When a lover,  close friend, or  family member refuses to discuss their unilateral decision to break off  a treasured relationship, the sting of rejection can reverberate for years, plummeting us into the abyss of depression. Our agonising why spins soundlessly like spokes on a rusty wheel.

When  the One we love is not willing to speak to us – she distances emotionally, he blocks our calls or leaves our empassioned emails suspended in cyberspace – the answers we long for, the amends we pray for, hang like dust motes in the cold silence of separation that strains over the history we’ve shared. To be silenced, shut out, triggers a primal wound of rejection that may bleed for years.

We all need a story to comfort us in the cold bunker of our loss. Our narratives become a soft blue blanket to wrap our lacerations as we weave some meaning that resonates with our core values and beliefs about the world.

For some, the tale of the despicable Villain assuages the pain for a while. This is a tale full of sound and fury that keeps us tied to the railway track, the hapless Victim, powerless and immobilised. We remain in rigor mortis, clutching the self-righteous umbilical cord to the person who silenced us, trampled brutally on our trust. We may not really want the other person to understand how we are feeling, or to excavate the reasons why they behaved so patronisingly or so sadistically. The subtext may be that we want them to suffer the way we still suffer. The people who have wronged us may never realise or even care to understand how much they’ve hurt us. Nothing we can do or say can make someone love us the way we want them to. Stay when they want to go. Nothing we can say can make them understand our hurt and sincerely apologise. Their own feelings may make them unavailable for an authentic exchange, so we will never hear the words we long to hear – and if we do, will we really be willing to drop the black rose of blame? So they remain a corrosive presence in our lives – lovers, friends, relatives – blocking out the light, crushing the bud of joy, a deadly rot that blights our courage to love again.

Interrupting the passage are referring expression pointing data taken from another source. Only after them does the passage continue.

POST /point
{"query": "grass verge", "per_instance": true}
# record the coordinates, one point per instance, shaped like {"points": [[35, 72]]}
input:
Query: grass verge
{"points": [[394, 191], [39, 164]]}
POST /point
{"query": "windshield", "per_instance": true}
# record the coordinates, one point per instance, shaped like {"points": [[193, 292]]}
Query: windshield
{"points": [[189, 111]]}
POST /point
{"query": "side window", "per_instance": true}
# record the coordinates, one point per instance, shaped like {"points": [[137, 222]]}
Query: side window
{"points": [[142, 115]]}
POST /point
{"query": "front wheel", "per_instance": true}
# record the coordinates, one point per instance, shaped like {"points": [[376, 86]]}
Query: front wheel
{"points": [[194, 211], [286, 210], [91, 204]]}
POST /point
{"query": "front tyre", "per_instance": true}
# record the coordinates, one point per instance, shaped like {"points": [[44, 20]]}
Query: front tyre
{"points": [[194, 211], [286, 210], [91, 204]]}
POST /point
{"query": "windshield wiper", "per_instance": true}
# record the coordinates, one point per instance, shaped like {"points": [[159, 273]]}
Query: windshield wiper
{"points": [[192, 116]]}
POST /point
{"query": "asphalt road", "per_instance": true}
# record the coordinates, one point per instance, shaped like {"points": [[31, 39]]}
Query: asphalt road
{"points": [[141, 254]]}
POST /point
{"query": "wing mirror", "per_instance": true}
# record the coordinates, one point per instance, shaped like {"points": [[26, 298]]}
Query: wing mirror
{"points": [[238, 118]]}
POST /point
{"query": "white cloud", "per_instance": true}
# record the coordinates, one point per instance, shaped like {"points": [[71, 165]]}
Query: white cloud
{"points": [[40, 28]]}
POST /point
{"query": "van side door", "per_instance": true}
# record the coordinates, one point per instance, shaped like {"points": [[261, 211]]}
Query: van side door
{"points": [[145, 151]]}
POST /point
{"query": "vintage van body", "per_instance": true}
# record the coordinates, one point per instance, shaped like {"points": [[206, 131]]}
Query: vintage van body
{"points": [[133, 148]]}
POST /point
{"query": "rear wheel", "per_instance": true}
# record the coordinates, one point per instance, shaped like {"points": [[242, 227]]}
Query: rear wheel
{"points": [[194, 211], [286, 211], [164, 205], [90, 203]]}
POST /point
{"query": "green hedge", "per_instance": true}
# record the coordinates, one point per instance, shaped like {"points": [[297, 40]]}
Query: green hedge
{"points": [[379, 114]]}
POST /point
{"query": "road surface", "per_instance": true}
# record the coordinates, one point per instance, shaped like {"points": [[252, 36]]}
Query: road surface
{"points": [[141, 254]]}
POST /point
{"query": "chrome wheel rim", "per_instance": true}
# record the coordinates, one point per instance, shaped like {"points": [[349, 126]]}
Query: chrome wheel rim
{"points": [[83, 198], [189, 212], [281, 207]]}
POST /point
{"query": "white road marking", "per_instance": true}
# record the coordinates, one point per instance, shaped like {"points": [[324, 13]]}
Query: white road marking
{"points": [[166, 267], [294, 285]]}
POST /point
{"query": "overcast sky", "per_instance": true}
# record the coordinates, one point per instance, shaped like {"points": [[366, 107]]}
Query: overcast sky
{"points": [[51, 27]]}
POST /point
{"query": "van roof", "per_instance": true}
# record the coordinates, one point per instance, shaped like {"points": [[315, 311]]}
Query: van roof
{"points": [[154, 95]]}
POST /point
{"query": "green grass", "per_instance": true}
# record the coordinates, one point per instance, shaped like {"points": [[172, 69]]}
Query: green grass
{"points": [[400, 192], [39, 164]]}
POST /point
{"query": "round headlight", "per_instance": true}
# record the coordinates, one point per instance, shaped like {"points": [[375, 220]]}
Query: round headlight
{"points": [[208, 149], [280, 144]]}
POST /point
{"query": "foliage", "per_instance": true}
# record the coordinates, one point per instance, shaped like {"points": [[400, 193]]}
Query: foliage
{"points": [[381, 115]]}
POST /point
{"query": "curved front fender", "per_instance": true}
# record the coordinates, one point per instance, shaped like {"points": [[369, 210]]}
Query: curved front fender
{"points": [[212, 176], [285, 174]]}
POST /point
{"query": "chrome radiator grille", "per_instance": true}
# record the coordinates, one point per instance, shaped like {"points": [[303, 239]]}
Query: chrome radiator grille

Rebecca and Johan had a long distance relationship that had bridged three years. When she received an email from Johan saying he loved her but was not “in love with her”, was sorry for hurting her, but did not want to discuss it further, she felt as though she had been disembowelled. Rebecca pleaded and implored, and Johan stalled, blocking all her requests for an explanation. So the messages on his answering machine remained unanswered, the heart-felt emails floated like confetti in cyberspace… the silence stretched into weeks, months. “I just need to understand why he left me so suddenly. Why he broke it off by email, why he would not give our relationship a chance to grow?” she said tearfully a year later, still weighted with the burden of her loss. “My friends are losing patience with me. They say it’s time to “move on”, “let it go,” “what goes around comes around,” but I just cannot stop myself obsessing, trying to understand what went wrong, why he did what he did.” Negative emotions pickle our attachments; preserving our sense of togetherness with those we once loved so intensely, those who meant so much in our lives. Anger is the glue that keeps us stuck in the obsessive, self-harming thoughts and traumatic events of the past. Nailed to the impotent “whys”.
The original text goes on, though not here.